Historical trend analysis provides an objective baseline for identifying
which financial statement line items warrant further investigation. Analytic
software can then be used to supplement the trend analysis with comparisons
to industry data from online databases to further support the preliminary
analytical review. Finally, budget expectations or other calculated
predictive tests, such as interest expense from an amortization schedule, can
be factored in and compared to the trend analysis and industry data. All of
these analytics can be brought together in one worksheet, providing an
auditor with a comprehensive analysis, resulting in a higher level of
confidence when relying on preliminary analytical review to support the risk
assessment. Limitations to Analytics The simplicity of many analytical review
procedures is both the greatest strength and the greatest weakness of such
approaches. The underlying assumptions in many of these procedures lend
themselves to some degree of generality, so at some point subjectivity and
professional judgment must enter into the analysis. The quality of any
analysis will be directly affected by the initial inputs.
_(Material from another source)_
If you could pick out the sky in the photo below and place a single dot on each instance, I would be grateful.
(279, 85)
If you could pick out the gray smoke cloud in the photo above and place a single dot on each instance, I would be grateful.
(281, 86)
For many small
businesses, if significant audit adjustments are needed to adjust year-end financial
statements, then many relationships developed during preliminary analysis may
have little bearing except to reemphasize the necessity to adjust those
balances. Auditors must also be wary of the inherent limitations
of making comparisons to industry data. By their nature, most industry data
are subject to issues of timeliness, comparability (relevance to a specific
company), and a high degree of estimation (depending upon which accounting
methods, useful lives, and so forth, are selected by industry peers). Even
considering these limitations, industry data provide a context in which an
auditor can gauge a company’s financial performance. It is to be
expected that any company will have variances from industry trends. The value
of the comparison is in identifying those variances and understanding their
underlying causes. Business analytics software can also go
beyond the numbers, assisting an auditor in obtaining a deeper understanding
of a company and its environment. For financial statement analysis to be
effective, an auditor must be able to interpret multiple financial statement
relationships simultaneously. This can be challenging and time-consuming,
and, in many cases, it results in a financial analysis that consists only of
prior-year and current-year comparisons. Business analytics software aids the
auditor by providing multivariate financial analysis that can help an auditor
identify relationships between changes in financial ratios and multiple line items
in the financial statements. This can assist an auditor in seeing how changes
in liquidity, profitability, sales growth, and debt levels affect other
aspects of the financial statements. Once armed with this knowledge, an
auditor can better identify associated risks. A multivariate analysis
generated by business analytics software can also pinpoint areas where an
auditor must make further inquiries of management in order to gain an
understanding of the underlying transactions that resulted in the variance or
relationship. This ensures that the auditors are not only asking the required
questions but also asking the right questions. Based on this analysis, an
auditor can also better gauge management’s responses and possibly
corroborate those responses. It is widely believed that the new
risk-based approach will raise the cost of audit engagements due to an
increased emphasis on internal controls and the associated testing of those
controls. For that reason, it is important that auditors identify areas where
they can leverage software tools to assist in performing audit procedures to
enhance the efficiency and effectiveness of the audit. Effectiveness can come
from more-comprehensive analytics and multivariate financial analysis.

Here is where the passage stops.